Semester ganjil
baru saja dimulai. "Hari ini adalah hari yang membesankan," keluh
hampir semua siswa. Tentu saja UPACARA adalah penyebab utamanya. Tapi tidak
untuk pemuda yang satu ini. Dia sangat terlihat bahagia hari ini. Sesekali
dadanya terangkat seolah ia berisyarat "ini hari pertama ku." Mungkin
ia adalah satu-satunya yang khidmat dari semua hadirin upacara.
Badannya cukup
kecil.
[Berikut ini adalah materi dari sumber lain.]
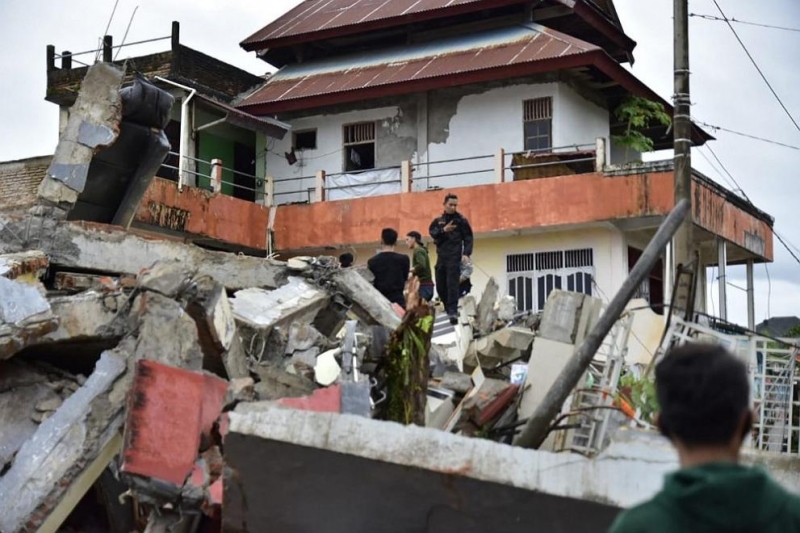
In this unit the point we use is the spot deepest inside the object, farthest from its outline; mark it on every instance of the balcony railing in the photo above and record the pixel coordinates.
(409, 176)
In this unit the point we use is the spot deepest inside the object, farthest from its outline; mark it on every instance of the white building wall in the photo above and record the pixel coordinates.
(610, 257)
(482, 123)
(328, 156)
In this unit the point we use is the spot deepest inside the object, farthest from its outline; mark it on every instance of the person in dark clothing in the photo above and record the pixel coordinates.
(703, 392)
(453, 237)
(346, 260)
(421, 264)
(390, 269)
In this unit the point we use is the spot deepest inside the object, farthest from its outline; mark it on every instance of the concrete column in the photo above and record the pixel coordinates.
(499, 165)
(722, 252)
(269, 191)
(405, 176)
(66, 60)
(600, 154)
(422, 135)
(216, 175)
(319, 187)
(751, 301)
(108, 43)
(669, 273)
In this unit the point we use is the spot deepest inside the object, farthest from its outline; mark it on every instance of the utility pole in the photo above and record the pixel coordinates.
(685, 257)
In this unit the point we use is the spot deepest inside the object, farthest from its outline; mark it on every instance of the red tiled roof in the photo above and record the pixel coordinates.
(440, 62)
(314, 16)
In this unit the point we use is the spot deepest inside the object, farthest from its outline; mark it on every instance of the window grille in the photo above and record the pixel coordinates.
(531, 277)
(362, 132)
(539, 109)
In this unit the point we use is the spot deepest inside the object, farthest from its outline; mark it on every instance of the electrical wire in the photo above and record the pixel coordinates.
(763, 77)
(770, 26)
(769, 291)
(727, 181)
(755, 137)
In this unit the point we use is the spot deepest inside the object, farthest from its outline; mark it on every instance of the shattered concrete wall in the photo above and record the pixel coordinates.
(19, 181)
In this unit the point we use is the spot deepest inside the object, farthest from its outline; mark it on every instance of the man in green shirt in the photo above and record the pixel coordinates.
(703, 392)
(421, 264)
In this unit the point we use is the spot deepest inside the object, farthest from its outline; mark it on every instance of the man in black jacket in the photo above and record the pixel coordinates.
(453, 237)
(390, 269)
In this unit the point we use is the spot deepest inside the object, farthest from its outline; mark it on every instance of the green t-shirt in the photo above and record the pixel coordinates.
(716, 497)
(422, 265)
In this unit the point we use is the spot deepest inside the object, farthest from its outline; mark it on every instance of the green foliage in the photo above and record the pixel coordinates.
(793, 332)
(407, 371)
(640, 393)
(638, 114)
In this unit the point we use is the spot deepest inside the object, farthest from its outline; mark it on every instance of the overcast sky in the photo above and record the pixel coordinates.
(726, 89)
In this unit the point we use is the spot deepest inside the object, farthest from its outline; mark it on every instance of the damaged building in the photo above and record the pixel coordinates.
(181, 351)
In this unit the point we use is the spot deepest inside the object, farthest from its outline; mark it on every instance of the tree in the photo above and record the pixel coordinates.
(638, 113)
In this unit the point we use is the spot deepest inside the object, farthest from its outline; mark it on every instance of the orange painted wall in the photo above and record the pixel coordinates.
(543, 202)
(199, 212)
(537, 203)
(712, 212)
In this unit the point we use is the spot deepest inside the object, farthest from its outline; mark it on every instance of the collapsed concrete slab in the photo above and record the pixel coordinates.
(53, 460)
(25, 316)
(29, 394)
(419, 479)
(369, 304)
(102, 248)
(24, 266)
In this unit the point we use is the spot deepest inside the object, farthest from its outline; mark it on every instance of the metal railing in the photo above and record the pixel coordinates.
(258, 189)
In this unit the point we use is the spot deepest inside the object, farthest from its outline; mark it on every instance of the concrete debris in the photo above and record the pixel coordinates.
(63, 445)
(24, 266)
(25, 316)
(214, 376)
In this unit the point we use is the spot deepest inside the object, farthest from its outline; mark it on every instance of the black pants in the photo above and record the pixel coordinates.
(447, 274)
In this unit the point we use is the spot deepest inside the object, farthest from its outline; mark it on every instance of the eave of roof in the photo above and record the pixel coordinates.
(498, 54)
(237, 117)
(309, 21)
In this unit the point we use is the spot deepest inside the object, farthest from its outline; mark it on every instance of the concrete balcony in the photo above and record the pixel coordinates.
(503, 201)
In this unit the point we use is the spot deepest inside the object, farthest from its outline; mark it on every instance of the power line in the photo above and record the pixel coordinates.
(762, 139)
(746, 51)
(712, 17)
(720, 174)
(739, 187)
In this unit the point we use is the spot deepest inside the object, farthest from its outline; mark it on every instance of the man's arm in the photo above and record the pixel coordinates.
(466, 235)
(419, 262)
(436, 229)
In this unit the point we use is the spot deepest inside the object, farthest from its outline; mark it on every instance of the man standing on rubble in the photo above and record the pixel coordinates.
(453, 237)
(703, 391)
(390, 269)
(421, 265)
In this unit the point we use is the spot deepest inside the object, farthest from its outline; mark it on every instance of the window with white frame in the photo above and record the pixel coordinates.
(533, 276)
(538, 124)
(359, 146)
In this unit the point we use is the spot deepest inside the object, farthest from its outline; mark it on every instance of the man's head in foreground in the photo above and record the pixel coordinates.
(704, 393)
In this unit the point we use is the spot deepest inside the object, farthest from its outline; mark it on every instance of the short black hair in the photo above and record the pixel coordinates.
(346, 259)
(388, 236)
(703, 391)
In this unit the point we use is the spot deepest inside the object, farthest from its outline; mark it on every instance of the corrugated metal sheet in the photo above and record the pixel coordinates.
(507, 46)
(317, 15)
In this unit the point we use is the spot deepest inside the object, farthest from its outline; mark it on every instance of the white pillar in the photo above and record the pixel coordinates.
(722, 250)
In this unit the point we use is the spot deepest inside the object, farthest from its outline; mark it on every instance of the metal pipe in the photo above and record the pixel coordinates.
(538, 425)
(722, 251)
(751, 302)
(185, 128)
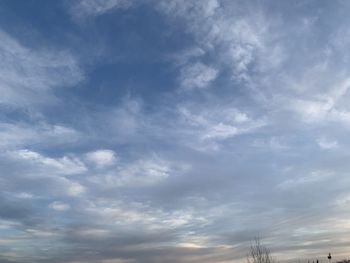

Berdiri dibarisan ketiga membuatnya hampir tak terlihat sama sekali. Ia
tak terlalu suka berada dibarisan terdepan, meskipun ia bersikeras bahwa
upacara adalah hal yang terpenting. "Sebab dengan upacara kita bisa
mengisi ulang batrai nasionalism yang setiap hari dikuras habis oleh ulah para
petinggi negeri," ia yang menjadi jawaban andalannya. Dilain kesempatan ia
juga pernah berdalih dengan kata-kata yang lebih santai "kalau bukan pas
lagi upacara ngitamin kulit kapan lagi," ucapnya sambil gelagapan.
Hari ini ia
sangat berharap banyak. Hari ini adalah hari yang akan menentukan nasipnya tiga
tahun kedepan. Apakah keputusannya pindah ke kota yang baru ini adalah
keputusan yang tepat atau hanya akan menjadi penyesalan terbesar dalam
hidupnya. "Hari ini semua pertanyaan itu akan terjawab." Ia mengepal
tangannya seolah ia akan berteria "MERDEKA." Dadanya masih naik
turun. Ia menarik nafas penuh ekspresi. Seolah udara hari ini berasal dari
syurga. Ia tak mau menyia-nyiakannya barang sedetik saja.
Sudah hampir
setengah jam upacara selesai. Para guru seharusnya sudah melakoni perananya,
mememenuhi tugasnya. Memberikan hal yang bisa mengurangi rasa haus yang
dirasakan generasi muda ini. Mereka haus akan ilmu. Mereka sudah tak sabar
ingin melihat siapa gerangan malaikat pertama yang akan meniupkan wahyu kedalam
sanubari mereka. Namun sepertinya mereka harus membuang nafas kekecewaan. Buku
yang mereka persiapkan sejak dua minggu lalu khusus untuk hari ini, tampaknya
harus masih akan kosong hingga waktu yang tidak bisa ditentukan.
Hendri, nama
pemuda itu. Belum masuk sesi perkenalan. Tapi ia baru saja mencoretkannya
didalam buku barunya sambil sesekali menatap kesisi luar kelas. Ia melihat
anak-anak dengan santai duduk diberanda kelas, walaupun lonceng sudah
dibunyikan dari setengah jam yang lalau. Kemungkinan mereka adalah siswa lama.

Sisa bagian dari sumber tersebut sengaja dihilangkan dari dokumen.